Impact des changements climatiques
Pour obtenir une qualité optimale, tout commence par des plants optimaux, suivis d’une bonne fertilisation avec du fumier et du lisier de sa propre ferme biologique : « C’est un cycle magnifique et naturel », explique l’agriculteur avec passion. Enfin, il faut récolter au bon moment et sécher soigneusement les herbes. En revanche, il n’est pas possible d’influencer la météo, qui reste déterminante. Les années se suivent et ne se ressemblent pas, ce qui rend le travail passionnant et exigeant à ses yeux. Cependant, les changements climatiques sont de plus en plus préoccupants, comme l’explique l’agriculteur : « Les répercussions sont extrêmes.

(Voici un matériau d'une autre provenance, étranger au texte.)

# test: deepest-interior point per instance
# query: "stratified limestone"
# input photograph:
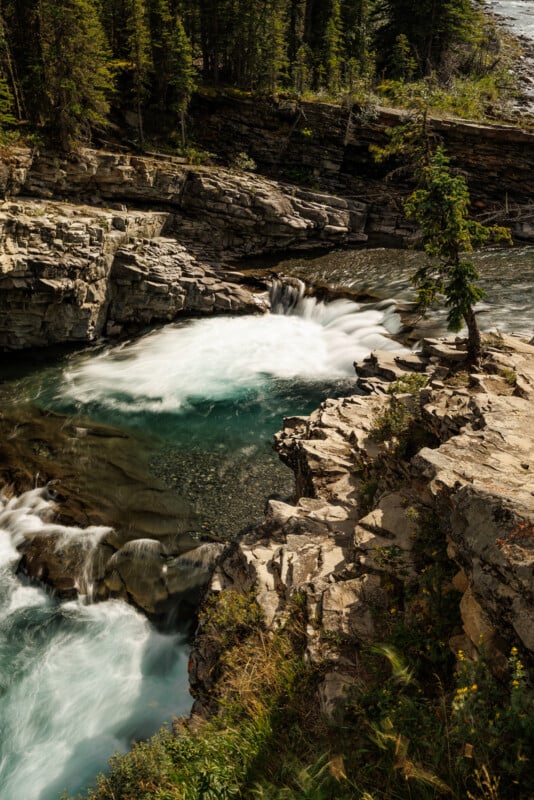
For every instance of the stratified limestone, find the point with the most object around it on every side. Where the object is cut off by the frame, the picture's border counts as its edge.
(479, 480)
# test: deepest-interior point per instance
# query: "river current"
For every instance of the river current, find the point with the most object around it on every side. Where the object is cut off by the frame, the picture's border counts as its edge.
(80, 680)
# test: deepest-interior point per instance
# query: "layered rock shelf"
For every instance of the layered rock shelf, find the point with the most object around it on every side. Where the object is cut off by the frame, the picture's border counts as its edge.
(71, 272)
(353, 528)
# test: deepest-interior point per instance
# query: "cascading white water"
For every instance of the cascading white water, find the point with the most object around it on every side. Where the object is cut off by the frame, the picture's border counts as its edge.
(77, 682)
(217, 358)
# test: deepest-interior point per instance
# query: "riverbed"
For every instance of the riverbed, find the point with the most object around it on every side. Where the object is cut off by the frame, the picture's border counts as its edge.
(204, 396)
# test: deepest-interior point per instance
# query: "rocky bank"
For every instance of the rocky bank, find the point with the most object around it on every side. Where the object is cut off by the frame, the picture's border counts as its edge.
(366, 499)
(72, 272)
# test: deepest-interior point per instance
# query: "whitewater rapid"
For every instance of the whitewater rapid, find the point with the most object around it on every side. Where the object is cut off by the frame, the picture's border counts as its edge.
(77, 681)
(219, 358)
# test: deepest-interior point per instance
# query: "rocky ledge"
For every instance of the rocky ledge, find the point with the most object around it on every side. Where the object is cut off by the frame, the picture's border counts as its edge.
(71, 272)
(443, 458)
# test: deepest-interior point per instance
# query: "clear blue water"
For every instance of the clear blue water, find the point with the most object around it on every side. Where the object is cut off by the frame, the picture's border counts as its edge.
(79, 681)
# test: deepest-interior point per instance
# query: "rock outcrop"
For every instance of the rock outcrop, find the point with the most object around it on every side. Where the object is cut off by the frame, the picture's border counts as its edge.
(352, 536)
(72, 273)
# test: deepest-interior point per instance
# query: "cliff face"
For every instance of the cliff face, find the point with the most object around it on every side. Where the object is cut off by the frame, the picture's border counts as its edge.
(351, 542)
(333, 141)
(74, 272)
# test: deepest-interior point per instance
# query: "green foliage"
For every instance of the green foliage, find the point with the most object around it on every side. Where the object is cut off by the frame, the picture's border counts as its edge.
(65, 62)
(7, 120)
(400, 421)
(140, 60)
(76, 73)
(440, 207)
(243, 162)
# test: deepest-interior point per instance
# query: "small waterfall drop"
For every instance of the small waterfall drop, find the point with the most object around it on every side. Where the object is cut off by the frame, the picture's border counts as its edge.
(169, 369)
(77, 681)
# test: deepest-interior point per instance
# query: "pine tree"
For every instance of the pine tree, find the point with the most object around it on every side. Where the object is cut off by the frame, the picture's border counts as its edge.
(272, 56)
(332, 48)
(140, 58)
(183, 77)
(440, 206)
(77, 79)
(431, 27)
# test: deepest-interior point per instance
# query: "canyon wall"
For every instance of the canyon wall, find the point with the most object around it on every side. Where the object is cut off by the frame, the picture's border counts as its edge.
(377, 518)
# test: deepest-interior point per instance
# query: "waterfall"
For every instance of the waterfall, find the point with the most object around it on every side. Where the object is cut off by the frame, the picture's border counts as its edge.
(77, 681)
(184, 363)
(285, 294)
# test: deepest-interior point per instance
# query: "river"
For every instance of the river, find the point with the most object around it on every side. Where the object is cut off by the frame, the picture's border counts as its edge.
(518, 17)
(80, 680)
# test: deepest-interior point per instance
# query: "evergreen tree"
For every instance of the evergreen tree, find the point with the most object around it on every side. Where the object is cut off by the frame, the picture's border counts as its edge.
(140, 58)
(440, 206)
(431, 27)
(77, 78)
(272, 59)
(332, 48)
(6, 107)
(183, 76)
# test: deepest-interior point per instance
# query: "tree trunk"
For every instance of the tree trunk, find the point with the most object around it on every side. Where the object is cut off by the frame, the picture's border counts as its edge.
(474, 343)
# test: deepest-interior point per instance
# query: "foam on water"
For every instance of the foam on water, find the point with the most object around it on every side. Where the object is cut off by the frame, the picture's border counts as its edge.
(221, 358)
(77, 682)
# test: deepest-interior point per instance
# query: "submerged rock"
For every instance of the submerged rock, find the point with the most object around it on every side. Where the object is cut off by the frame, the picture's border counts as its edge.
(346, 558)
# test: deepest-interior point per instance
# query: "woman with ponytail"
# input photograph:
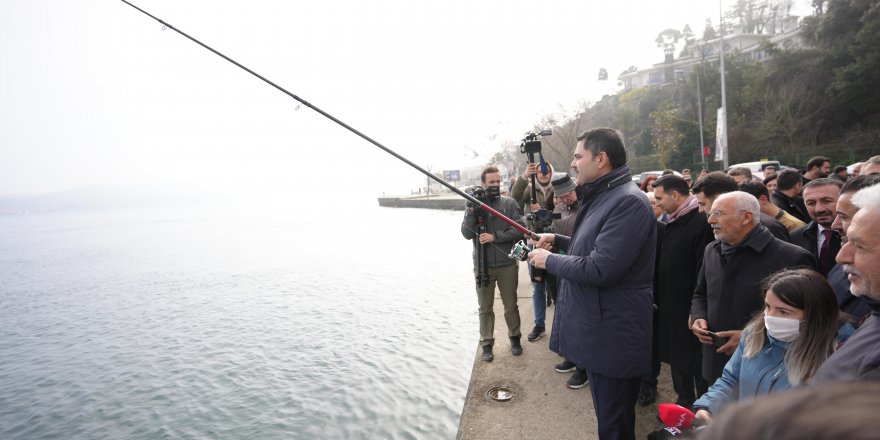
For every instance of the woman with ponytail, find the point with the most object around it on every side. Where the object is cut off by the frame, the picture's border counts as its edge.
(783, 345)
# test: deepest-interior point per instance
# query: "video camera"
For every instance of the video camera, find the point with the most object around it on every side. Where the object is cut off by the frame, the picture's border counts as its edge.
(542, 220)
(530, 144)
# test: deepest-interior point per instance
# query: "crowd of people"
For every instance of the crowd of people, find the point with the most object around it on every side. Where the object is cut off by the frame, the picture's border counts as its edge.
(745, 286)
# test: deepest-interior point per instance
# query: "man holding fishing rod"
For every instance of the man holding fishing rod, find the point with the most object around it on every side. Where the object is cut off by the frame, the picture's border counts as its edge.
(493, 239)
(604, 310)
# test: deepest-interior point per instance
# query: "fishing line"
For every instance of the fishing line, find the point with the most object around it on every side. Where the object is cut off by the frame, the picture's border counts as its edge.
(476, 202)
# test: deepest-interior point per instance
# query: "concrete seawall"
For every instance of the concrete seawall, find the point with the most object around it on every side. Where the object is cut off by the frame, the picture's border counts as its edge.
(434, 201)
(544, 407)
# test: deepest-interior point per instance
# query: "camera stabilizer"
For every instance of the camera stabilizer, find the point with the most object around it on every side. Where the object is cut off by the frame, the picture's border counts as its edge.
(541, 220)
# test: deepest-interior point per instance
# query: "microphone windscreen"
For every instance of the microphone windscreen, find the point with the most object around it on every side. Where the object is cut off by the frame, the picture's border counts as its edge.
(675, 415)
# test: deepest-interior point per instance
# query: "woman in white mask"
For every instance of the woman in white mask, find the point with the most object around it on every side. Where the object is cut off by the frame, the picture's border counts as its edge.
(783, 345)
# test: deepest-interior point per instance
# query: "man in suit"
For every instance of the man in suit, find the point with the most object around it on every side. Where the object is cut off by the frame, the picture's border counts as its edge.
(817, 237)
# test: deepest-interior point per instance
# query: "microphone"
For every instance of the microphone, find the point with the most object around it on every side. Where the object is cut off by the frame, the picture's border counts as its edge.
(675, 416)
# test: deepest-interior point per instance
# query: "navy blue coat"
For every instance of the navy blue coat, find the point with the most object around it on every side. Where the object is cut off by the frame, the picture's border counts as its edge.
(859, 358)
(604, 310)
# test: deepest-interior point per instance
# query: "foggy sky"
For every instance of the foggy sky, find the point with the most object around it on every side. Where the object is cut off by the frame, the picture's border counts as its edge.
(94, 92)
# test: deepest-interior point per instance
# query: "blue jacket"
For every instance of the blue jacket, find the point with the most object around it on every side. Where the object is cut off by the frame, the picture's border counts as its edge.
(748, 377)
(604, 310)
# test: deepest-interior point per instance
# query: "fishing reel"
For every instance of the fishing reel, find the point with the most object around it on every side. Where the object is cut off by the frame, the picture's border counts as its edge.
(519, 251)
(531, 144)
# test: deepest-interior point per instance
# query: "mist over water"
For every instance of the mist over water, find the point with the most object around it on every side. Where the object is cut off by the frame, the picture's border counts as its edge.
(287, 320)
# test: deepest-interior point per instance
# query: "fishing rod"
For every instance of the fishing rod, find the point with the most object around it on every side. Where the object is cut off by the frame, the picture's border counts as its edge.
(476, 202)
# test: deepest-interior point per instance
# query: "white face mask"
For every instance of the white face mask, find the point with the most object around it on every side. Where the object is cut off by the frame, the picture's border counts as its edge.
(782, 329)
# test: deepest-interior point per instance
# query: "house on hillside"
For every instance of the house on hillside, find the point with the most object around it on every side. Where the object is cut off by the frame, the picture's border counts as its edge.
(788, 36)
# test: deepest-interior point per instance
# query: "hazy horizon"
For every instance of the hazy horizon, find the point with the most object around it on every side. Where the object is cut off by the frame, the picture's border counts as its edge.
(95, 92)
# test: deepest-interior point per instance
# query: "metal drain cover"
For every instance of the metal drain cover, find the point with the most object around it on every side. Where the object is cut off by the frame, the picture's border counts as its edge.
(500, 394)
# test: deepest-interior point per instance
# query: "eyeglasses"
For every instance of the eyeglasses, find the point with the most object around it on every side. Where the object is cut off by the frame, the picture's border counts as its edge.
(717, 213)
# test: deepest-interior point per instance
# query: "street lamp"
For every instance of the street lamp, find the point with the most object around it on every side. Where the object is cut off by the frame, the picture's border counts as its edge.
(721, 133)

Durant l’été 2021, il a fait vraiment chaud à peine deux ou trois jours et quasiment rien ne poussait mis à part les mauvaises herbes. L’année dernière, c’était l’inverse : nous avons dû irriguer nos cultures avec l’eau de fonte des glaciers provenant de la rivière voisine. Cette eau était trop froide et a ralenti la croissance des plantes. Un futur système d’irrigation devrait permettre de remédier à cette situation. »
Météo et rentabilité
Les changements climatiques ont un impact sur la rentabilité de la production de plantes aromatiques et médicinales : « Si la météo est clémente, on peut en vivre. C’est suffisant pour payer les factures et on a toujours l’espoir qu’il en reste encore pour dégager une petite marge », ajoute Fabrizio Raselli en riant. Son exploitation étant biologique, il ne peut pas utiliser de produits phytosanitaires : « Nous enlevons les adventices soit avec des sarcleuses, soit manuellement champ par champ. » Au printemps, les cultures pluriannuelles sont entretenues, puis jusqu’à 600 000 plants sont mis en terre en mai. En été, c’est le moment des foins. Ensuite, jusqu’à l’arrivée du froid, il faut récolter les herbes aromatiques. En septembre déjà, la neige peut s’inviter.
La culture des herbes aromatiques bio en Suisse
Les herbes aromatiques suisses sont recherchées. En 2021, la part de la surface bio dédiée aux herbes aromatiques et médicinales (annuelles et pluriannuelles) s’élevait à 61 %. La part bio de toutes les variétés de thé se montait à 49,4 % en 2021 dans le commerce de détail en Suisse (y c. les thés importés), soit un chiffre d’affaires de plus de 48 millions de francs. Cependant, la culture des herbes aromatiques bio est encore un marché de niche en Suisse. La production d’herbes aromatiques séchées se fait le plus souvent sous contrat. Parmi les fermes bio qui produisent des herbes aromatiques, beaucoup sont situées dans des régions de montagne. Le manque de protection douanière est un facteur de difficulté sur le marché.
Le marché des herbes aromatiques fraîches a lui aussi fortement progressé au cours des dernières années. Les herbes fraîches – sauf celles destinées à la vente directe – sont cultivées par des producteurs·trices hautement spécialisés. La production d’herbes aromatiques en pots a aussi gagné en importance ces dernières années. Plus d’une centaine d’espèces d’herbes aromatiques différentes sont aujourd’hui cultivées en Suisse. Aucun prix indicatif n’est fixé pour les herbes séchées biologiques.
Pour planifier et commercialiser les cultures, les producteurs peuvent passer par les coopératives de Plantamont (Groupement suisse pour la promotion des cultures de plantes aromatiques en région de montagne), par l’association VBKB (Vereinigung für biologischen Kräuteranbau im Schweizer Berggebiet) ou s’arranger directement avec divers acheteurs·euses. Le marché des herbes aromatiques fraîches est dominé par de grands producteurs qui planifient leurs cultures avec le commerce de détail et assument une grande partie du stockage, du conditionnement et de la logistique.